= Cambodian Canadians in the Greater Toronto Area =

Toronto's Cambodian population consists of 6,430 ethnic Cambodian people. In 1999, 98% of Cambodians in Toronto identified themselves as Khmer people.

Cambodians first arrived in Canada as a result of the 1970s Cambodian genocide, a four-year period in which nearly 2 million Cambodians were murdered. Their community would originate in Jane and Finch, and as they diversified in profession and status, many relocated into other cities such as Vaughan, Newmarket, and Hamilton.

==Geography==
In 1999 McLellan wrote that "In Toronto most live in one area which is characterized by low income and subsidized housing." As of 2010 the main areas of Cambodian settlement are the following intersections: Broadview Avenue and Gerrard Street, Finch Avenue and Jane Street, Jane street and Woolner Avenue; in addition many Cambodians live along Driftwood Avenue, Finch Avenue, Gosford Boulevard, London Green, and Regent Park.
==Institutions==
In 1981 the Cambodian Association opened with the help of grants given from the federal and provincial governments. The association did not cooperate with other Cambodian community groups, nor did it cooperate with the Khmer Buddhist groups. The Cambodian Association assisted newly arrived Cambodians to help them settle in Canada.

==Religion==
As of 2010 the majority of the Cambodians in Toronto are Buddhist. Cambodians of Christian and Muslim faiths are minorities in their community.

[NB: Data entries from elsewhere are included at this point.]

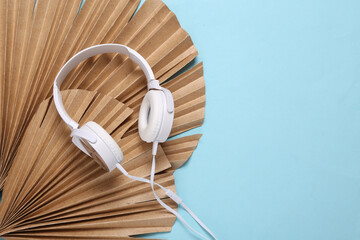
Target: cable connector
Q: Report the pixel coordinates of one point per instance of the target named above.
(154, 150)
(173, 196)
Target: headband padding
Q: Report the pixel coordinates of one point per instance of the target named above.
(151, 115)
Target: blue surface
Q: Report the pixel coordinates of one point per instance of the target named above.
(279, 158)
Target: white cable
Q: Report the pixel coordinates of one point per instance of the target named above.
(169, 193)
(166, 206)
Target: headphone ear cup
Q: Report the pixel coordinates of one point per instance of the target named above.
(151, 115)
(105, 151)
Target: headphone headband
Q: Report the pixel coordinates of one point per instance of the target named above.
(90, 52)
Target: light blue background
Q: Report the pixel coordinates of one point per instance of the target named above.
(280, 153)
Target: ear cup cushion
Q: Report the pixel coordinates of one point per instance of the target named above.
(151, 115)
(107, 139)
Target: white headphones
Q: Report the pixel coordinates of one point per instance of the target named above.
(155, 122)
(155, 118)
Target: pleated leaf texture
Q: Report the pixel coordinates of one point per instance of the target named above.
(54, 191)
(38, 37)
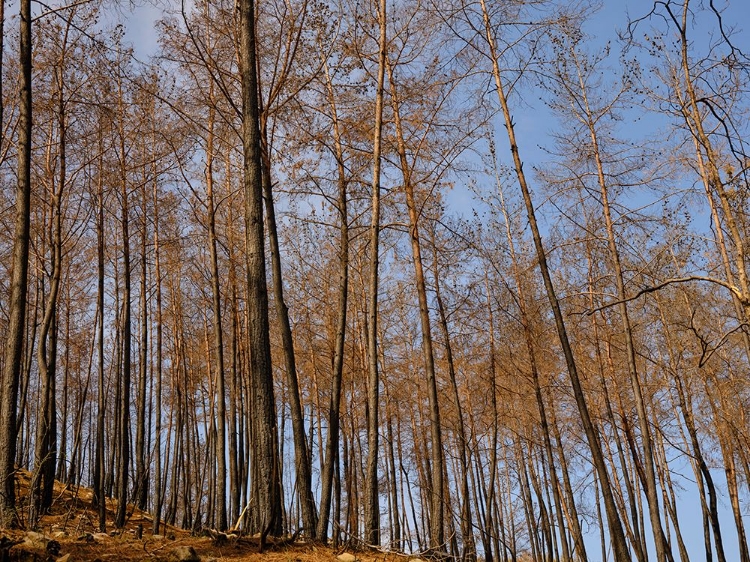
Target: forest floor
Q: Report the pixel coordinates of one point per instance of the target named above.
(70, 533)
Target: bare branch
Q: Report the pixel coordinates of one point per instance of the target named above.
(676, 280)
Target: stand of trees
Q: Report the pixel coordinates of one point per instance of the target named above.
(242, 284)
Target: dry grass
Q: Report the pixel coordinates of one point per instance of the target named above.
(73, 522)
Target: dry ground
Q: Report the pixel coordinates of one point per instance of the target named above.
(73, 523)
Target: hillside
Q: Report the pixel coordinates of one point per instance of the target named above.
(69, 533)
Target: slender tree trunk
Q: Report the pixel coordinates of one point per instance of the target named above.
(437, 535)
(334, 407)
(301, 453)
(372, 504)
(218, 333)
(123, 408)
(617, 536)
(13, 353)
(467, 525)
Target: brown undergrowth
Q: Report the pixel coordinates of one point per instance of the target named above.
(72, 526)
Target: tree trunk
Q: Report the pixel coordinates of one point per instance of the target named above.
(266, 509)
(13, 354)
(617, 536)
(372, 504)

As of 1999, McLellan wrote that historically older men have performed "much of the Buddhist involvement in Toronto" and that for Cambodian women in Toronto "new concepts of self-expression, service to their community, or leadership opportunities in Buddhist contexts have not been developed." As of 1999 Cambodian Buddhist monks do not engage in conversation with women, or stay alone with them, or touch women in a casual manner due to prohibitions from their interpretation of the religion.

As of 1999 Cambodian Buddhism cultural activities are held in school auditoriums and halls. This is because the primary Cambodian temple is in a neighborhood that does not want activities from the Cambodian community to occur there; in previous occasions this was the case because the former temple was not large enough to hold such activities.

Some Cambodians are Christian. Denominations include Seventh-day Adventist, Catholicism, and Protestantism.